LIFESTYLE

Arkadaşlarımızı da ilişkimizi seçtiğimiz gibi mi seçiyoruz?

Muhtemel. Arkadaşları ile partnerleriyle olduğuna göre daha çok quality-time geçirenler burada mı? 

head person face happy laughing adult female woman

Sex and the City’de Mr. Big’in söylediği belki de tek doğru söz kızların arkadaşlığı için değil miydi: “Onun gerçek hayatının aşkı sizlersiniz. Bir erkek dördüncü olduğu için şanslıdır.” Evet, arkadaş seçimlerimiz hayatımızda bu kadar önemli. Yaş aldıkça arkadaşlık kurmanın flört etmeye çok benzediğini daha çok fark ediyoruz. Potansiyel arkadaşımızla tanışıyoruz, beraber bir kahve içmeye gidiyoruz ve ne kadar uyumlandığımızı anlamaya çalışıyoruz. Karşıdaki kişi dört dörtlük dahi olsa enerjimiz tutmayınca olmuyor. Araştırmalar dahi iyi arkadaşlıkların bilişsel sağlık ve neşeli bir yaşam için zorunlu olduğunu gösteriyorsa neden onları partnerimizi seçtiğimiz kadar dikkatli seçmeyelim?

Evet, romantik birliktelikler daha nihai - teoride sonsuz sayıda arkadaşımız olabilir, ancak yalnızca bir (tamam, tercihinize bağlı olarak belki birkaç tane daha) romantik partnerimiz olur, dolayısıyla konu sevgililik olunca ince eleyip sık dokuruz. Fakat çok sayıda tanıdık-arkadaşa sahip olsak da sevgi dolu, içten, samimi dostluklarımız bir elin parmaklarını geçmiyor. O zaman insanları yakın çevrenize alırken göz önünde bulundurmamız gereken unsurlara bakalım.

Onlarla vakit geçirdikten sonra kendinizi nasıl hissediyorsunuz?
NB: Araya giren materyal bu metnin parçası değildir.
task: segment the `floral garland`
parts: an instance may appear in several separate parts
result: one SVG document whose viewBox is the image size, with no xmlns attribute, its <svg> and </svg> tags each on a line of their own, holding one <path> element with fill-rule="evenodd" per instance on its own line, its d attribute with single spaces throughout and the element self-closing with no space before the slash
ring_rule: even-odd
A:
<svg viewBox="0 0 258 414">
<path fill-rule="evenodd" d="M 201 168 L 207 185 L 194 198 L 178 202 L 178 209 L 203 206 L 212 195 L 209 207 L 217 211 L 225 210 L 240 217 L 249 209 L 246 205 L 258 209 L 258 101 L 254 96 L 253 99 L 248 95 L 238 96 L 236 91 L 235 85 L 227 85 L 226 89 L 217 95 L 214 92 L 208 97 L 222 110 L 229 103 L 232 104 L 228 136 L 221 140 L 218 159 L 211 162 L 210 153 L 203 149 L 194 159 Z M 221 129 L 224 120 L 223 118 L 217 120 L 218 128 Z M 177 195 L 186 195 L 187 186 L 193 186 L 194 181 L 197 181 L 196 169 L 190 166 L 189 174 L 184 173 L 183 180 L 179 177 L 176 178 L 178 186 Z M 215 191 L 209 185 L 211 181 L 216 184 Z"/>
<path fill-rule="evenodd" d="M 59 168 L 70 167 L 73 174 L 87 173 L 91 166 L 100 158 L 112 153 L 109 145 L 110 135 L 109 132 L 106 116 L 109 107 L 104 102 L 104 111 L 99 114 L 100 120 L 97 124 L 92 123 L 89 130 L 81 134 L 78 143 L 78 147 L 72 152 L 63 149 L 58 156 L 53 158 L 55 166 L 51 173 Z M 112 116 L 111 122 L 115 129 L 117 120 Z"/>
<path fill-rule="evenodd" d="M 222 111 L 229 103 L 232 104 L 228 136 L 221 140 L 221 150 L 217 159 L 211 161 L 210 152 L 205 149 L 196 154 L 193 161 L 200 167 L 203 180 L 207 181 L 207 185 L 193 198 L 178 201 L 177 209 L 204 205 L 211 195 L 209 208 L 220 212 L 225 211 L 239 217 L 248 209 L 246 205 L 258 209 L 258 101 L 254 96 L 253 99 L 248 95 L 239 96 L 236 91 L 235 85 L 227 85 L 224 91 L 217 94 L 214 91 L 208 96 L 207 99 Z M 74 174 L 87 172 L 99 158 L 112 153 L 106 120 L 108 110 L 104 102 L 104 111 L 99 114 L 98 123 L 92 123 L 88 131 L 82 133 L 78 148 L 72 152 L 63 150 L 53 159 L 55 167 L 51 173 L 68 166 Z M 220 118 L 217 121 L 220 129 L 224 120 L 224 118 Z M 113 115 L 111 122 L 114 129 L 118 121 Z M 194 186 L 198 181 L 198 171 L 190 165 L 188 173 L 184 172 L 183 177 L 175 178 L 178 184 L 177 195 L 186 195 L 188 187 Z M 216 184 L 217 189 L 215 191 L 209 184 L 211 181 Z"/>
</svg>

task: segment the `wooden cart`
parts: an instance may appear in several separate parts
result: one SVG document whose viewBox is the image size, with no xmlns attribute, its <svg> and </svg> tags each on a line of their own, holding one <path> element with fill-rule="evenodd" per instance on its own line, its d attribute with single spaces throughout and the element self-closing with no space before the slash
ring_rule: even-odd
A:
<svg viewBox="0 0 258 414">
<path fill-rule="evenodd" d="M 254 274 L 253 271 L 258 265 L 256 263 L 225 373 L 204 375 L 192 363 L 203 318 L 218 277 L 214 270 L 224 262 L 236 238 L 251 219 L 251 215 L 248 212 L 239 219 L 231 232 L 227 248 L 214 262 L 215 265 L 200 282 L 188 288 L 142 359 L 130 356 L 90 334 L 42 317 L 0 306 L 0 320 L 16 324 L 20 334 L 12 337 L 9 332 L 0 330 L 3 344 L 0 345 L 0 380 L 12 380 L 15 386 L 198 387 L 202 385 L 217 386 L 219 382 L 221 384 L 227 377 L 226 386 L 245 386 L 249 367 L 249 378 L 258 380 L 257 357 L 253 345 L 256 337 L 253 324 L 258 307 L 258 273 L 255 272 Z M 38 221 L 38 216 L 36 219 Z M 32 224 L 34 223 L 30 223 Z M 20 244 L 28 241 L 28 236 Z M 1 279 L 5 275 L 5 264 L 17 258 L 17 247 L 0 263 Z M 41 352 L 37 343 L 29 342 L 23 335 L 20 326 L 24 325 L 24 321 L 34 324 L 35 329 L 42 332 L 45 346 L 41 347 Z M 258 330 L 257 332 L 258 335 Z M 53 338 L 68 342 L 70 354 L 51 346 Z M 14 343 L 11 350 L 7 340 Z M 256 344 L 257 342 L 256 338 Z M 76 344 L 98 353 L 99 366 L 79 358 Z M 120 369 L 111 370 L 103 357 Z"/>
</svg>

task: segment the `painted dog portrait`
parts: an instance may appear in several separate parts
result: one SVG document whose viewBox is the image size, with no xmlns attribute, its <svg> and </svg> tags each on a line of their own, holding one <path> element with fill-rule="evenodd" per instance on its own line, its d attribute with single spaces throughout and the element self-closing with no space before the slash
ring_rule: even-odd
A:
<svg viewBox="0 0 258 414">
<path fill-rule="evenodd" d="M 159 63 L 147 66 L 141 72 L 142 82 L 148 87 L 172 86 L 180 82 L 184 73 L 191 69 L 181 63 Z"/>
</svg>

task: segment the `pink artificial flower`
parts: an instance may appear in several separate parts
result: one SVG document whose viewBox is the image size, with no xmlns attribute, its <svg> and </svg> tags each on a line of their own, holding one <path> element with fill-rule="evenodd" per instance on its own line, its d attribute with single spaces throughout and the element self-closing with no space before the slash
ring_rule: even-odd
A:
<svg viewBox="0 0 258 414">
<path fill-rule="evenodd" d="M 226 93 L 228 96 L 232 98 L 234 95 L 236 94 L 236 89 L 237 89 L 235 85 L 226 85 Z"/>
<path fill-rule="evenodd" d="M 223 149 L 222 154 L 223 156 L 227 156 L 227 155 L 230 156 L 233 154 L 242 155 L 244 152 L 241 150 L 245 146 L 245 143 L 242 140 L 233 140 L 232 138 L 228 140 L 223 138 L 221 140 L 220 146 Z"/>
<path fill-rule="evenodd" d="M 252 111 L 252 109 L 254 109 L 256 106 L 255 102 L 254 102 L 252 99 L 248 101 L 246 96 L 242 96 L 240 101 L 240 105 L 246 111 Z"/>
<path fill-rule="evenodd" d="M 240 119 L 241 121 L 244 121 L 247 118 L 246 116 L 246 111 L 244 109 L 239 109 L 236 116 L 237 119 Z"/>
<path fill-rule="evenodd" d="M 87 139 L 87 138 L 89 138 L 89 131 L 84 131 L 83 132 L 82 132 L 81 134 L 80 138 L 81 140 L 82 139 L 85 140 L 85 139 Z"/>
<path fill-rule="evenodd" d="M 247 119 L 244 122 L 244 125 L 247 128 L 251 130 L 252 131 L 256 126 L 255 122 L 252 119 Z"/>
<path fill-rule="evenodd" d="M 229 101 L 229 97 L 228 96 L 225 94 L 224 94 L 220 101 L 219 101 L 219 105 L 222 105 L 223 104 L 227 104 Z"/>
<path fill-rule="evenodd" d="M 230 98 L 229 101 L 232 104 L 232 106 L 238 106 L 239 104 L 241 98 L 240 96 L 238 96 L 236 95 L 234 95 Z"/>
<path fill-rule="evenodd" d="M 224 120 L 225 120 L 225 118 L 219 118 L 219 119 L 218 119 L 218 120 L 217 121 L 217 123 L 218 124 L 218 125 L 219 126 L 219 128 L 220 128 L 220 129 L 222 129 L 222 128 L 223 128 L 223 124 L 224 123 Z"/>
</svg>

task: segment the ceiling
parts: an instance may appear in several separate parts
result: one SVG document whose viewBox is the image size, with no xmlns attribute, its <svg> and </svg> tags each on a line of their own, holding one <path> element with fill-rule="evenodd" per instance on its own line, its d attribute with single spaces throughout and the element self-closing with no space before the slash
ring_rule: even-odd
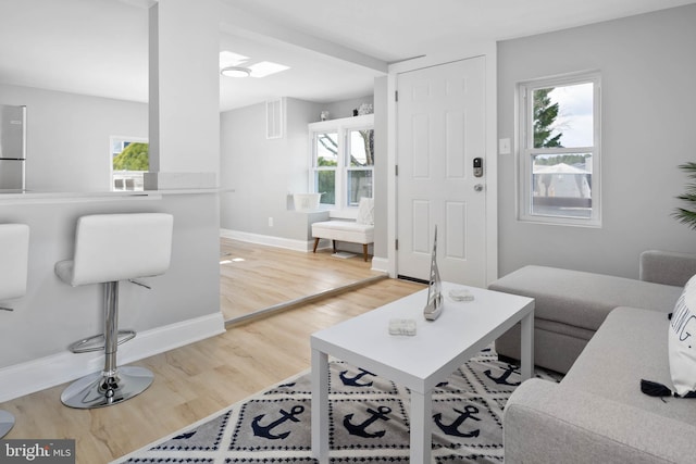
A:
<svg viewBox="0 0 696 464">
<path fill-rule="evenodd" d="M 219 1 L 221 50 L 290 66 L 261 79 L 221 77 L 223 111 L 284 96 L 316 102 L 363 97 L 372 93 L 374 77 L 383 75 L 375 70 L 380 66 L 364 64 L 370 60 L 384 65 L 472 41 L 504 40 L 696 2 Z M 151 2 L 0 0 L 0 83 L 147 101 Z M 299 40 L 288 43 L 282 36 Z M 306 48 L 300 42 L 326 47 Z M 340 60 L 333 50 L 344 58 L 356 52 L 359 59 Z"/>
</svg>

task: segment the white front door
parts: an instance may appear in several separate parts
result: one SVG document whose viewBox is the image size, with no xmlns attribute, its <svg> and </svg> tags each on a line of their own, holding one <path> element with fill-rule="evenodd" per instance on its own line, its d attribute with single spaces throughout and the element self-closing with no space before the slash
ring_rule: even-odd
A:
<svg viewBox="0 0 696 464">
<path fill-rule="evenodd" d="M 397 274 L 486 285 L 485 58 L 397 76 Z M 474 176 L 474 159 L 483 176 Z"/>
</svg>

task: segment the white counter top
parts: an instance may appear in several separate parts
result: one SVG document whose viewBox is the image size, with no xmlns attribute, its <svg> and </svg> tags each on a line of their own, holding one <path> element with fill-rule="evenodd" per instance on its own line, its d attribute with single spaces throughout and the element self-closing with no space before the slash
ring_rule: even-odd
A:
<svg viewBox="0 0 696 464">
<path fill-rule="evenodd" d="M 88 201 L 159 200 L 173 195 L 213 195 L 227 190 L 182 189 L 182 190 L 115 190 L 115 191 L 48 191 L 48 190 L 0 190 L 0 205 L 26 203 L 72 203 Z"/>
</svg>

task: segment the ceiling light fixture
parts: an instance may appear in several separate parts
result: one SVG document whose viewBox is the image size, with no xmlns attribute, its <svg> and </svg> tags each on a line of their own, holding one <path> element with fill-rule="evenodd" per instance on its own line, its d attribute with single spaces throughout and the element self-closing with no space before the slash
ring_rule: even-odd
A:
<svg viewBox="0 0 696 464">
<path fill-rule="evenodd" d="M 241 66 L 227 66 L 220 70 L 220 74 L 226 77 L 249 77 L 251 70 Z"/>
</svg>

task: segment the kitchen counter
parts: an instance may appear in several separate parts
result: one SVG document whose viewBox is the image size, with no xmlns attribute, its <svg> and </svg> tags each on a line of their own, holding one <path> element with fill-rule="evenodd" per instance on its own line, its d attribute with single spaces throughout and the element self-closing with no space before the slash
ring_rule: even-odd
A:
<svg viewBox="0 0 696 464">
<path fill-rule="evenodd" d="M 225 193 L 234 190 L 216 188 L 181 190 L 114 190 L 114 191 L 48 191 L 48 190 L 2 190 L 0 205 L 82 203 L 90 201 L 159 200 L 163 196 Z"/>
</svg>

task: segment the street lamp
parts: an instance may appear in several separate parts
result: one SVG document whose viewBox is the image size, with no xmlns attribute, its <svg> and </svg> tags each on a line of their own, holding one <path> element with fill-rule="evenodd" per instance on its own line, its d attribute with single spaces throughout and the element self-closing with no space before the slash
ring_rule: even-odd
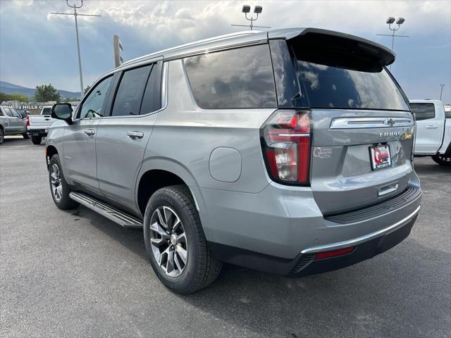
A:
<svg viewBox="0 0 451 338">
<path fill-rule="evenodd" d="M 388 29 L 392 31 L 392 34 L 376 34 L 376 35 L 383 37 L 392 37 L 392 51 L 393 51 L 393 46 L 395 45 L 395 37 L 409 37 L 408 35 L 397 35 L 395 34 L 395 32 L 400 29 L 401 25 L 402 25 L 405 20 L 406 19 L 404 19 L 404 18 L 398 18 L 397 19 L 395 19 L 393 16 L 390 16 L 385 20 L 385 23 L 388 25 Z M 392 27 L 392 25 L 393 23 L 396 23 L 396 25 L 397 25 L 397 27 L 396 26 Z M 390 65 L 390 70 L 392 70 L 392 65 Z"/>
<path fill-rule="evenodd" d="M 442 94 L 443 93 L 443 87 L 445 87 L 445 84 L 440 84 L 440 101 L 442 101 Z"/>
<path fill-rule="evenodd" d="M 77 6 L 75 4 L 70 5 L 69 0 L 66 0 L 66 3 L 68 6 L 72 8 L 73 8 L 73 13 L 57 13 L 57 12 L 50 12 L 50 14 L 59 14 L 62 15 L 73 15 L 75 18 L 75 33 L 77 35 L 77 51 L 78 52 L 78 70 L 80 71 L 80 87 L 81 88 L 81 96 L 83 97 L 83 77 L 82 77 L 82 58 L 80 56 L 80 43 L 78 42 L 78 23 L 77 22 L 77 17 L 79 15 L 82 16 L 101 16 L 97 15 L 94 14 L 80 14 L 77 13 L 77 8 L 81 8 L 83 6 L 83 0 L 81 0 L 81 4 L 80 6 Z"/>
<path fill-rule="evenodd" d="M 250 11 L 251 11 L 251 6 L 248 6 L 248 5 L 243 6 L 242 8 L 241 9 L 241 11 L 245 13 L 245 17 L 246 18 L 246 20 L 247 20 L 248 21 L 251 22 L 250 25 L 232 25 L 233 26 L 250 27 L 251 30 L 252 30 L 252 29 L 254 27 L 257 27 L 258 28 L 271 28 L 271 27 L 268 27 L 268 26 L 255 26 L 255 25 L 254 25 L 254 21 L 257 21 L 257 20 L 259 18 L 259 14 L 261 14 L 261 12 L 263 11 L 263 7 L 261 7 L 261 6 L 256 6 L 254 7 L 254 13 L 255 14 L 257 14 L 256 17 L 253 17 L 253 16 L 251 16 L 250 18 L 247 17 L 247 13 L 250 13 Z"/>
</svg>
Henüz buluşmadayken belki hissedemeyebilirsiniz ama bazı arkadaşlarımızla görüştükten, uzun bir sohbetten sonra gelen bunalma ve tükenmişlik hissini bilirsiniz. Yargılanmış olmak, kendimizi ifade edememek, kısıtlanmak dostluklarda en sevmediğimiz şeylerdir. Sonuçta dostluklar karşı tarafın bizi absorbe etme yeri değildir. İç enerjimizi düşürmeyecek, aksine ışığımızı daha da partlatacak dostluklar seçin.

Onlarla farklı ortamlarda vakit geçirebiliyor musunuz?

Kendinizi bu kişiyle sadece partilere veya eventlere giderken buluyor ve onunla koltukta bir film gecesi veya parkta sakin bir piknik hayal edemiyor musunuz? Bazı arkadaşlar tek bir alanla sınırlıdır - bazıları parti arkadaşlarınızdır; bazıları sadece sessiz geceler içindir... ve bu sorun değildir. Ancak en iyi arkadaşlar sizinle her zaman her yerde vakit geçirilebilir.

Birbirinizin gelişimini destekliyor musunuz, yoksa rekabet mi ediyorsunuz?

Kalıcı arkadaşlıklar karşılıklı saygıyla dolu ilişkilerdir. Eğer birisi sizi küçümsüyor veya başarılarınızı sizinle birlikte kutlamak yerine onlarla rekabet etmeye çalışıyorsa, bir sorununuz var demektir. Rekabet sadece birbirimizi motive edeceğimiz noktaya kadar olabilir. Fakat işin içerisine kıskançlık da giriyorsa işler karışır.

Arkadaşlıkta kendiniz olabiliyor musunuz?

Kendinizi birini memnun etmek için şekil değiştirirken buluyorsanız, ya o kişi sizi olduğunuz gibi kabul etmiyordur ya da siz kendiniz gibi olmanın dostluğunuza zarar vereceğini düşünüyorsunuzdur. Peki bu sevgi nasıl sürdürülebilir olur? Asıl personamızı, düşüncelerimizi, karakterimizi nasıl saklayabiliriz? İşin özü saklayamayız. Yol yakınken dönmekte fayda var. Nitekim karakterimizi saklarken kendimizden ödün vermek en kötüsü.